Methods PubMed and EMBASE databases were searched until 11 May 2018 for studies that evaluated the prognostic value of CA125 in AHF.
Results A total of 129 and 179 entries were retrieved from PubMed and EMBASE. Sixteen studies (15 cohort studies, 1 randomised trial) including 8401 subjects with AHF (mean age 71 years old, 52% male, mean follow-up 13 months, range of patients 525.1±598.2) were included.
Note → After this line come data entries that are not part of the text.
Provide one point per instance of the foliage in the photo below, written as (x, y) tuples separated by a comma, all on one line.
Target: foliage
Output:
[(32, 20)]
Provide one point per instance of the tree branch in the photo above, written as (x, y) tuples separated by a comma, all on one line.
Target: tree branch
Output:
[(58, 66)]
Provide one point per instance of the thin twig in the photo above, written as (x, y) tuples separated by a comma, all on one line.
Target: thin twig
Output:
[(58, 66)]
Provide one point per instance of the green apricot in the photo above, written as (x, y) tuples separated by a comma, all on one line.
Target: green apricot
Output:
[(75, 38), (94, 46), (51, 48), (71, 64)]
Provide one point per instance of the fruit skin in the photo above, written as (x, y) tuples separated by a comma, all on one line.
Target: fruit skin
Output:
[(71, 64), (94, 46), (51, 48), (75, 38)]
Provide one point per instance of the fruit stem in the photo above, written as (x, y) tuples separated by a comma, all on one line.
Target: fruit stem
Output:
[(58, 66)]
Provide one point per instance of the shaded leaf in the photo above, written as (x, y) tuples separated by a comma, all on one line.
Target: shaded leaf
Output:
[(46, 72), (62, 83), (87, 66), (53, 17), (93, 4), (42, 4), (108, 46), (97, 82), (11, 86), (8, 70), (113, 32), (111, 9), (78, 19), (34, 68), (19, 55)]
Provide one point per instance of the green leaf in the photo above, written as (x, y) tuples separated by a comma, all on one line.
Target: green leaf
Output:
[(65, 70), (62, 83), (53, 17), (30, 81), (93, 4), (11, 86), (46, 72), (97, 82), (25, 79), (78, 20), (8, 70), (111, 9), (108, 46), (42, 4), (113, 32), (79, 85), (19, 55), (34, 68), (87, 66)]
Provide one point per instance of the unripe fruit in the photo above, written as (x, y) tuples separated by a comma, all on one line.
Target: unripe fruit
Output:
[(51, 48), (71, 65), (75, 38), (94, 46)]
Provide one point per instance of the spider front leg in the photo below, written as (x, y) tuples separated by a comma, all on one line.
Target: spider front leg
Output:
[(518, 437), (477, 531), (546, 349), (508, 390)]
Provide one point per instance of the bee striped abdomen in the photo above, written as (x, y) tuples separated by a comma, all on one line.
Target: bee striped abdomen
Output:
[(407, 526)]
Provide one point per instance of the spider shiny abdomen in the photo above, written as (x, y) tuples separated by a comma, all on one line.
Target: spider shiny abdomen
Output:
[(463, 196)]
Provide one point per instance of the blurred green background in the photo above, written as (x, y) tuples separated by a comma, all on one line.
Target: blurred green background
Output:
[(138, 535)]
High CA125 levels were associated with a 68% increase in all-cause mortality (8 studies, HRs: 1.68, 95% CI 1.36 to 2.07; p<0.0001; I2: 74%) and 77% increase in heart failure-related readmissions (5 studies, HRs: 1.77, 95% CI 1.22 to 2.59; p<0.01; I2: 73%). CA125 levels were higher in patients with fluid overload symptoms and signs compared with those without them, with a mean difference of 54.8 U/mL (5 studies, SE: 13.2 U/mL; p<0.0001; I2: 78%).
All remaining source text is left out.